六具尸体首身异处,那是拔野古干的。两具尸体完整,只是胸口多了个血窟窿,那是步云飞干的。拔野古下手一向凶狠,而步云飞下手却是精巧。凶狠加精巧,便是效率!
离开了五陵塬,步云飞和拔野古、崔书全、崔光远匆匆赶往马嵬坡,寻找韦见素等人。
按计划,韦见素、薛景仙、仇文博、李日越率三百陈仓军卒,应该已经混入了禁军军营,伺机散步流言,鼓动六军哗变。但因为忌惮五陵塬上回纥精骑,没有得到步云飞的消息之前,韦见素等人不敢轻举妄动。若是步云飞没能说服回纥人,六军一但哗变,回纥人正好趁乱杀入,三百陈仓军卒,根本抵挡不住回纥骑兵,那皇上和贵妃,就彻底没救了。
如今,柯芝已然率回纥骑兵离去,消除了步云飞的心头大患,而太子李亨如果没有回纥骑兵做后盾,虽有黑云都,但若想明目张胆地弑君,量他也没那个胆子。一但杀了杨国忠,皇上走出皇帐,六军必然镇肃,李亨身在后军中,也就只能望洋兴叹了。
至于吐蕃兵马,步云飞根本就没放在心上。他们对大唐皇帝不感兴趣,感兴趣的是佛祖真身舍利,见不到佛骨,他们不会铤而走险。何况,晁用之等人已经在莽山周围布下疑兵,吐蕃人多疑,必然惊走。
现在,步云飞只要赶到马嵬坡,向已经混入军营的韦见素发出信号。
六军将士已对杨国忠的怨恨已经到了极点,马嵬坡如同是一堆干柴,只要一点火星,就能燃起冲天大火。
步云飞四人匆匆赶到马嵬坡,来到一处高地上,借着月光向前望去,营帐相连,绵延十里,军营中却是鸦雀无声。
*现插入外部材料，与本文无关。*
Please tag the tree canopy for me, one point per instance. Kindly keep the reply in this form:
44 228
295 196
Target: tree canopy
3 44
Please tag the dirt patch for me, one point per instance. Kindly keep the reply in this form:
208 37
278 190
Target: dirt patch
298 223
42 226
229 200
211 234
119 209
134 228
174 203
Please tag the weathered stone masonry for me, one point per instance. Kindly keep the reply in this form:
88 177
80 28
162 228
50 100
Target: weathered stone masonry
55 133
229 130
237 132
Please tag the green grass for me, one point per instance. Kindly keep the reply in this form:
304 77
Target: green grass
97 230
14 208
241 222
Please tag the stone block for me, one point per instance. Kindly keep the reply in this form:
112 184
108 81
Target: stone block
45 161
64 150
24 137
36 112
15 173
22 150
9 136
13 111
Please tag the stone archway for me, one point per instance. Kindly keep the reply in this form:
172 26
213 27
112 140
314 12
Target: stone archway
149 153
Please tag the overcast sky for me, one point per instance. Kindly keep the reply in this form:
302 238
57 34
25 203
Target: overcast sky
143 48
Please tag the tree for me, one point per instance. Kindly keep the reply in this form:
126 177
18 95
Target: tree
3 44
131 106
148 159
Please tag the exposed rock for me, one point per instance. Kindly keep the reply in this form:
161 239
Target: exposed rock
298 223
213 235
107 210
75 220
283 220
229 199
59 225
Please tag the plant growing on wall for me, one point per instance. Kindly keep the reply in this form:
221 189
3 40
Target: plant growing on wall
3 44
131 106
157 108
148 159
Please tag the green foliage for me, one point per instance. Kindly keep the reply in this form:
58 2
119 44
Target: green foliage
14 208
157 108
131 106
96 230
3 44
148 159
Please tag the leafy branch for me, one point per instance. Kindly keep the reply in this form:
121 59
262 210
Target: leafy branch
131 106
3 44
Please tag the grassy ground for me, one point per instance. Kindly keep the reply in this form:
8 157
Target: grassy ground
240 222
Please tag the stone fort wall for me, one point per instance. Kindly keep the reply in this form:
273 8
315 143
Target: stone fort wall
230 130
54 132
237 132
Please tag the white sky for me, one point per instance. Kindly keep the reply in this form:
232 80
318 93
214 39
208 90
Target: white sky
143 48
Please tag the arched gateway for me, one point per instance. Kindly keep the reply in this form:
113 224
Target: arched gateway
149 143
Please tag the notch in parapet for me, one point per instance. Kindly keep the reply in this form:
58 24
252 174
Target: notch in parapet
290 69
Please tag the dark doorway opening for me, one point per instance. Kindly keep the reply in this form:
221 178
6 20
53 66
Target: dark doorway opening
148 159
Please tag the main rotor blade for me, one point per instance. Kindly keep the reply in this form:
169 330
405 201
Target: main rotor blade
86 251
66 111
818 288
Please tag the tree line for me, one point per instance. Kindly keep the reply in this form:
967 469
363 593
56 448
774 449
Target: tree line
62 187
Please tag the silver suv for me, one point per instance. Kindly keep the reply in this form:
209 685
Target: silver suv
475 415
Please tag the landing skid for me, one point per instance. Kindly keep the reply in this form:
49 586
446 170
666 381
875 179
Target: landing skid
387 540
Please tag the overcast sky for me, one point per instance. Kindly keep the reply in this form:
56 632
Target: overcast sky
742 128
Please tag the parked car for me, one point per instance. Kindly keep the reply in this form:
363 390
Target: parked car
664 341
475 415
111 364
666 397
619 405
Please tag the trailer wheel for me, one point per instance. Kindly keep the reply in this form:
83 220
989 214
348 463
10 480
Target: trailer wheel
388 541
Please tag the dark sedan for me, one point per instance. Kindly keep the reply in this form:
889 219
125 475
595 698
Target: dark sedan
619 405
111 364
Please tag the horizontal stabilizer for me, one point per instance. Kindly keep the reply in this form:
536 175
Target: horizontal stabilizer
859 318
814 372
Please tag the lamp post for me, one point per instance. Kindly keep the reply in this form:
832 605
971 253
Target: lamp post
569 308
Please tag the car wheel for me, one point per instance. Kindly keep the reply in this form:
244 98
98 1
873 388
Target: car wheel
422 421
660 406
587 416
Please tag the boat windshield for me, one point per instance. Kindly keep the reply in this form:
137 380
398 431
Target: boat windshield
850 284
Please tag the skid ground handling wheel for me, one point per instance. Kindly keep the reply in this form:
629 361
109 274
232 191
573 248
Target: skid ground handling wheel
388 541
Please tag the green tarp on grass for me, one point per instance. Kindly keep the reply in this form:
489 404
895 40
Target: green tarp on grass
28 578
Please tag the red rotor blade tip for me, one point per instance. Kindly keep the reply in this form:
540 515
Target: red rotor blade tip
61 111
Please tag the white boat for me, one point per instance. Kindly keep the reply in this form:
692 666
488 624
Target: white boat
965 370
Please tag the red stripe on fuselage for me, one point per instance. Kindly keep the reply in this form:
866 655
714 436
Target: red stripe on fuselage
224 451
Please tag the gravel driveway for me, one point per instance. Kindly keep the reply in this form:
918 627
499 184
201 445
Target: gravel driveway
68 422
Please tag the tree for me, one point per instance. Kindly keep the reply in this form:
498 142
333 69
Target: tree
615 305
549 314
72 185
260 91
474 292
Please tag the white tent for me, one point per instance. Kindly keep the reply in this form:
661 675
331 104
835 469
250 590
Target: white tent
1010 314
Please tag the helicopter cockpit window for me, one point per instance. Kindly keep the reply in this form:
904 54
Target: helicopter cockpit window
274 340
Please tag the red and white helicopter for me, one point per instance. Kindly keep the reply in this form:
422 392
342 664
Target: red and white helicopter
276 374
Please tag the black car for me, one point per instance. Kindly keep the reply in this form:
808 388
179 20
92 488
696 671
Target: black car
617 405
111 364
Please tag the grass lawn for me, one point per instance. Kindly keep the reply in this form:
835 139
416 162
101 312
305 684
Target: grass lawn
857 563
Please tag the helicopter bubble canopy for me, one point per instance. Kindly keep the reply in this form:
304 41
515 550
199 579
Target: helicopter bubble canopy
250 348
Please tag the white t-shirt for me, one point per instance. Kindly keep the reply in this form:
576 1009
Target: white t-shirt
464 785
只有巡夜的军卒,举着火把,在营帐间穿梭。
那崔光远从未见过战阵,远远见到军营,腿肚子便开始发抖,步云飞怕他坏事,就让崔书全护着他,绕过军营,前往金城,与张兴会合。
崔家父子走后,步云飞才和拔野古一起,下了高地,进入一片小树林,悄悄向军营摸去。
小树林紧挨着中军营帐,不时有巡夜兵卒在树林中穿行,两人却是胆大心细,躲过了数拨官军,来到林边,忽听前面有人呵斥:“有奸细!””
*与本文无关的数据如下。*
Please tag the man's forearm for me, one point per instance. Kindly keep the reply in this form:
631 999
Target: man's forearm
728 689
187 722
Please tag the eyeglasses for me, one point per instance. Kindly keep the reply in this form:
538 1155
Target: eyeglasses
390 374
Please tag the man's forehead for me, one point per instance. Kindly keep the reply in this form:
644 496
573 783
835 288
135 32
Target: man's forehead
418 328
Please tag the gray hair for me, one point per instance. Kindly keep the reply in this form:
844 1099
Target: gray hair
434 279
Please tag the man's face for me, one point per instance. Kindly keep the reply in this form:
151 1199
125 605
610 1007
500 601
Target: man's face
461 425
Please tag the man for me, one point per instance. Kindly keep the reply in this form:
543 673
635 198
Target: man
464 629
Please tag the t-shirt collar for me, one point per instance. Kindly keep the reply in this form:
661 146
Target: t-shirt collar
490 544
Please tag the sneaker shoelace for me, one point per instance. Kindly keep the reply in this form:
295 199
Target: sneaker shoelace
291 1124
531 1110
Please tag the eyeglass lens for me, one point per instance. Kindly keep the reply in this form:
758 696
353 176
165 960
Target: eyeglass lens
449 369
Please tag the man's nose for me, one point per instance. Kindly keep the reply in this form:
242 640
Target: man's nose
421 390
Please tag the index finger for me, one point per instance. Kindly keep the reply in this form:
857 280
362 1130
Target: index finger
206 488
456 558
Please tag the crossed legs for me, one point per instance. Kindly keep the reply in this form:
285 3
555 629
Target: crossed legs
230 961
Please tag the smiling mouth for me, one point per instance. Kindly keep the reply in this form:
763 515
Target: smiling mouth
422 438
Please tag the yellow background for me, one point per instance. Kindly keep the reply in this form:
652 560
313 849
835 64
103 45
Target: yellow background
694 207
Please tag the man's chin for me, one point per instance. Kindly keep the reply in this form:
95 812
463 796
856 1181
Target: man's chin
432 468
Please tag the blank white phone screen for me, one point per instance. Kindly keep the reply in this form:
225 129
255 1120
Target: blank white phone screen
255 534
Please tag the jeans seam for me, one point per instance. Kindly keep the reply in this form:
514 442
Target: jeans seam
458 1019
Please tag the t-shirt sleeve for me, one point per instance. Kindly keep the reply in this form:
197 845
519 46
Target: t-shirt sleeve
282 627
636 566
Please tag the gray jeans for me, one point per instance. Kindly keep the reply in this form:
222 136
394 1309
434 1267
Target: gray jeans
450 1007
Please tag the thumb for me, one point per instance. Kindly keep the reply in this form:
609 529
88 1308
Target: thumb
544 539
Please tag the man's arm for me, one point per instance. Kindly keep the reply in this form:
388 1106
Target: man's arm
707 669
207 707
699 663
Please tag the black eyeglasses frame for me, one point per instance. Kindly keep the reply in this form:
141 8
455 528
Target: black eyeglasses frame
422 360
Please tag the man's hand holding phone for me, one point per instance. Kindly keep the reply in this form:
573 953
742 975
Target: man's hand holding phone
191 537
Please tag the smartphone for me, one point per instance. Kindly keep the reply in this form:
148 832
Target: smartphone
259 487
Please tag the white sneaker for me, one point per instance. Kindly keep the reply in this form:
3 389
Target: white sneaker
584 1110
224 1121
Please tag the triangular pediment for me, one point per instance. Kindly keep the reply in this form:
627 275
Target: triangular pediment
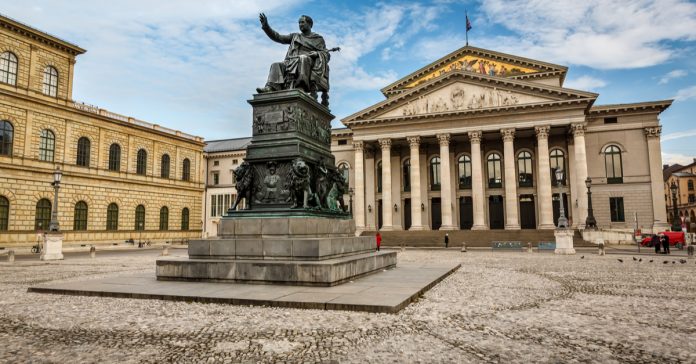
461 91
478 61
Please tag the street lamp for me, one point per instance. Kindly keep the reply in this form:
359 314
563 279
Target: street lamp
590 222
57 176
676 222
562 221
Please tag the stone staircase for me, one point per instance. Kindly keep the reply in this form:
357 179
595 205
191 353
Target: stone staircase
473 238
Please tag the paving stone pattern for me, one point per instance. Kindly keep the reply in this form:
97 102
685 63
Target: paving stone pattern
498 307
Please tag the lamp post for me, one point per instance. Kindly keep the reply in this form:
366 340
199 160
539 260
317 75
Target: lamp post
562 221
676 222
590 222
57 176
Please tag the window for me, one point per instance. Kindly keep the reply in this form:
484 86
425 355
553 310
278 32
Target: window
464 171
435 173
186 171
407 175
164 168
4 213
495 176
184 219
80 220
43 214
6 137
112 217
47 144
524 169
8 68
612 162
379 176
141 165
115 157
83 145
616 209
50 82
140 217
164 218
557 161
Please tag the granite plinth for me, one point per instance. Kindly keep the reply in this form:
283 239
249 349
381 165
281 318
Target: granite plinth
328 272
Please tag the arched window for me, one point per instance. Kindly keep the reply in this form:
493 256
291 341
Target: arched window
4 213
556 161
379 176
115 157
524 169
47 144
80 220
495 174
8 68
164 218
464 171
112 217
406 175
184 219
50 81
435 173
83 146
43 214
612 162
141 163
140 218
186 170
6 137
164 168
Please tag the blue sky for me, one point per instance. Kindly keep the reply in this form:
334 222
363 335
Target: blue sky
191 65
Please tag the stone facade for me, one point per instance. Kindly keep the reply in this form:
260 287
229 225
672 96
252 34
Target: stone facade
26 177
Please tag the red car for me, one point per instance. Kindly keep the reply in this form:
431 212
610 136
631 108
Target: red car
676 239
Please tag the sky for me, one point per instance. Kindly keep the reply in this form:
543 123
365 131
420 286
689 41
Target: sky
191 65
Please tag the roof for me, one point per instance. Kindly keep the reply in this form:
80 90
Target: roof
226 145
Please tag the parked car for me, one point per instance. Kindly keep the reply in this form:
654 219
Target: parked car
676 239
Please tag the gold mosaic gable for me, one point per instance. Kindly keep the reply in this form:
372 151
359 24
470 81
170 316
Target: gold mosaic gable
476 64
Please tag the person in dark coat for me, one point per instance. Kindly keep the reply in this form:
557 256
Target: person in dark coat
655 241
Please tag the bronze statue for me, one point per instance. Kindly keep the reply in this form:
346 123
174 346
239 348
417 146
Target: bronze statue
306 64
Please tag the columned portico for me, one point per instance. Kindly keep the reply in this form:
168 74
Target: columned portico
580 167
446 183
477 195
544 179
416 200
387 221
511 215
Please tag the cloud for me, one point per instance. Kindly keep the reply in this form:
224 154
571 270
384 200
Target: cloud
585 83
686 94
595 33
672 75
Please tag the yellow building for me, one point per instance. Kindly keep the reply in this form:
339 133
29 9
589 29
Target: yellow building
123 178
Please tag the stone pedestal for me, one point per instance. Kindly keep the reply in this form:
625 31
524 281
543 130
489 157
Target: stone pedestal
53 246
564 241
两人一路小心翼翼,虽然天色黑暗,但拔野古耳听八方,又是在树林中,应该没有惊动禁军,前方却是有人呵斥,两人正在诧异,就听前方传来打斗之声。两人急忙冲了过去,借着月光抬眼一看,只见树林边,一个肥头大耳的家伙,正和一个军卒滚在地上打成一团,旁边一个头戴毡帽的人,手里握着一柄刀,却是围着那地上的两人团团转,不知如何下手。
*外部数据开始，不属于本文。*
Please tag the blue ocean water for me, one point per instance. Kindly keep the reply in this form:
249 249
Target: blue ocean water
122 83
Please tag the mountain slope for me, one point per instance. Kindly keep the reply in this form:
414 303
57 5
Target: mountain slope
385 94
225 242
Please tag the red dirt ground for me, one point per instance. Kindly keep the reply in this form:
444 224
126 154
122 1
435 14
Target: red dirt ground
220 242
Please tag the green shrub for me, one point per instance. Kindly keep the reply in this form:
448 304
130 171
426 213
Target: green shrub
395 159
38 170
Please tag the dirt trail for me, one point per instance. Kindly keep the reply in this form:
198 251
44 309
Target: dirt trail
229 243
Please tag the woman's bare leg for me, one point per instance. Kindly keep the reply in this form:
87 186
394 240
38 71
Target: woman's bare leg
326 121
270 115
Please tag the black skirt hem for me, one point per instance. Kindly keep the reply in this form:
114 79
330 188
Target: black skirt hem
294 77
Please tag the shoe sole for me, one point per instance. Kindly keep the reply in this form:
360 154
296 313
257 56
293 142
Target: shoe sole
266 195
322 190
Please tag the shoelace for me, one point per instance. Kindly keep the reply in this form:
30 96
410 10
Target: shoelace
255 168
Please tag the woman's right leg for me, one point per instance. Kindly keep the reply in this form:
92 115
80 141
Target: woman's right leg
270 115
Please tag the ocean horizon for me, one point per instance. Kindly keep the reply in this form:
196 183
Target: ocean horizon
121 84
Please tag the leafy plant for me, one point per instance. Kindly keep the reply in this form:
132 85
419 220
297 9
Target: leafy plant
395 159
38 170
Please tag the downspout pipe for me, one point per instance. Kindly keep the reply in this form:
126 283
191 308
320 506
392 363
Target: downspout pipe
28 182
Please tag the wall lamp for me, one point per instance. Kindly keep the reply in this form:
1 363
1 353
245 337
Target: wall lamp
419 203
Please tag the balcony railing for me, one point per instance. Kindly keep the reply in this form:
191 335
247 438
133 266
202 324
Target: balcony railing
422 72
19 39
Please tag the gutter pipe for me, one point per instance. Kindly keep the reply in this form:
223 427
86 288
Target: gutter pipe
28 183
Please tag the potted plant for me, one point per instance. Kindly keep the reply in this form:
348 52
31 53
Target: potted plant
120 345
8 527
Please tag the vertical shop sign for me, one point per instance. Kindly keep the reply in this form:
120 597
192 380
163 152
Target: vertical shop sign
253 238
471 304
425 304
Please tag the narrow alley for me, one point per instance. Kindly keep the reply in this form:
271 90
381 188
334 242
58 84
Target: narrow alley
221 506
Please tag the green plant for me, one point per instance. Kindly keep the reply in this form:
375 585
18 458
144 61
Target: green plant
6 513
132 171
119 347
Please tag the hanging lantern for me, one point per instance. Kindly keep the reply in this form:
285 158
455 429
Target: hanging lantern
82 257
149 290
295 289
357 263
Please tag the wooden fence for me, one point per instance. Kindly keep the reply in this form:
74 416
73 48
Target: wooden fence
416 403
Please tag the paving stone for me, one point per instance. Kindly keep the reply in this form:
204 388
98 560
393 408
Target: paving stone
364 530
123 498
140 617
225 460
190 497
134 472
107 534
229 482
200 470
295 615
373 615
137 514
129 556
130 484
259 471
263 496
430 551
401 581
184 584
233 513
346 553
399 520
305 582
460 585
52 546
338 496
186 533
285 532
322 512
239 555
步云飞也不答话,拔出软剑,冲了上去,一剑刺下去,其中一人口吐鲜血,伏地身死。另一个肥头大耳的家伙从地上爬了起来,见到步云飞,大嘴一咧,就要嚎啕大哭,幸亏拔野古眼疾手快,一把捂住了他的大嘴。
那肥头大耳的家伙不是别人,正是裴叔宝。旁边握着刀手足无措的,就是高仕益。
一天前,在长安延平门外,裴书宝央求步云飞去救他老娘虢国夫人杨玉瑶,被步云飞一口拒绝。这小子倒也有些硬气加呆气,当真赶到了马嵬坡,要单枪匹马闯营救他老娘。那裴书宝就是一个公子哥,身体肥胖,不学无术,这般硬闯,别说是救人,只怕还没靠近军营,就被守军剁成肉泥。高仕益不忍见裴书宝白白送命,好说歹说,才劝得他不去硬闯,而是到了晚上,设法悄悄潜入中军去救老娘。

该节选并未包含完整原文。